12. Como la más competente Organización mundial, en todos los problemas de la cultura, la UNESCO no puede descuidar este otro punto absolutamente primordial: ¿Qué hacer para que la educación del hombre se realice sobre todo en la familia?

¿Cuál será el grado de moralidad pública que asegure a la familia, y sobre todo a los padres, la autoridad moral necesaria para este fin? ¿Qué tipo de instrucción? ¿Qué formas de legislación sostienen esta autoridad o, al contrario, la debilitan o destruyen? Las causas del éxito o del fracaso en la formación del hombre por su familia se sitúan siempre a la vez en el interior mismo del núcleo fundamentalmente creador de la cultura, que es la familia, y también a un nivel superior, el de la competencia del Estado y de los órganos, de quienes las familias dependen. Estos problemas no pueden dejar de provocar la reflexión y la preocupación en el foro donde se reúnen los representantes cualificados de los Estados.

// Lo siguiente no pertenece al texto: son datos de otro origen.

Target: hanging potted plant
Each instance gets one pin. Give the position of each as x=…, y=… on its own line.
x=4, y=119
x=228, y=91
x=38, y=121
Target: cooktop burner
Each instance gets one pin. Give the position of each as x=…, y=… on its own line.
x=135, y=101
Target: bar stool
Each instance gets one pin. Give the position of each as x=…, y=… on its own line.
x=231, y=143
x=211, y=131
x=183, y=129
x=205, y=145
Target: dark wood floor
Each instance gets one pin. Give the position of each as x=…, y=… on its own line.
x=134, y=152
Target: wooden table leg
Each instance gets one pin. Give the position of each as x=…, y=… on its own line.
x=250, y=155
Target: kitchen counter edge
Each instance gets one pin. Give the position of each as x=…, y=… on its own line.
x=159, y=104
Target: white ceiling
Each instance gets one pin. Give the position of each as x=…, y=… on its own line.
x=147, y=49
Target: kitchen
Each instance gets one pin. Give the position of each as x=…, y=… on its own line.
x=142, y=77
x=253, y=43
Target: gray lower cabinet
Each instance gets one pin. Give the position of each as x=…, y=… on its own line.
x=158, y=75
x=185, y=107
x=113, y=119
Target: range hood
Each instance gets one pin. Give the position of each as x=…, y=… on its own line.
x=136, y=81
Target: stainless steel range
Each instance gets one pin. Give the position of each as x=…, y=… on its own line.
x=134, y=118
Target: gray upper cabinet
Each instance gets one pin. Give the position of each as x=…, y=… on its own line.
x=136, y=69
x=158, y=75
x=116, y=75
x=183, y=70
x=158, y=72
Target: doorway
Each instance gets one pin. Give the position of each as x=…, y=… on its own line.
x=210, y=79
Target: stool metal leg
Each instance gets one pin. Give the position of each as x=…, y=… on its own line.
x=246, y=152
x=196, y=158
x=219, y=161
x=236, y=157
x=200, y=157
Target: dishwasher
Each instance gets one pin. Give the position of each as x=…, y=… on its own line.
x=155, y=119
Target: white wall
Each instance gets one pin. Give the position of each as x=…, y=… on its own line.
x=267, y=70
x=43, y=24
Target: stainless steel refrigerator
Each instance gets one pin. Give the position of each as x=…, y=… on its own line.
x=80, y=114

No hay duda de que el hecho cultural primero y fundamental es el hombre espiritualmente maduro, es decir, el hombre plenamente educado, el hombre capaz de educarse por sí mismo y de educar a los otros. No hay duda tampoco de que la dimensión primera y fundamental de la cultura es la sana moralidad: la cultura moral.

13. En este campo se plantean, ciertamente, numerosas cuestiones particulares, pero la experiencia demuestra que todo va unido, y que estas cuestiones están encuadradas en sistemas de clara dependencia recíproca. Por ejemplo, en el conjunto del proceso educativo, de la educación escolar particularmente, ¿no ha tenido lugar un desplazamiento unilateral hacia la instrucción en el sentido estricto del término? Si se consideran las proporciones que ha tomado este fenómeno, así como el crecimiento sistemático de la instrucción que se refiere únicamente a lo que posee el hombre, ¿no es el hombre quien se encuentra cada vez más oscurecido? Esto lleva consigo una verdadera alienación de la educación: en lugar de obrar en favor de lo que el hombre debe "ser", la educación actúa únicamente en favor de lo que el hombre puede crecer en el aspecto del "tener", de la "posesión". La siguiente etapa de esta alienación es habituar al hombre, privándole de su propia subjetividad, a ser objeto de múltiples manipulaciones: las manipulaciones ideológicas o políticas que se hacen a través de la opinión pública; las que tienen lugar a través del monopolio o del control, por parte de las fuerzas económicas o de los poderes políticos, de los medios de comunicación social; la manipulación, finalmente, que consiste en enseñar la vida como manipulación específica de sí mismo.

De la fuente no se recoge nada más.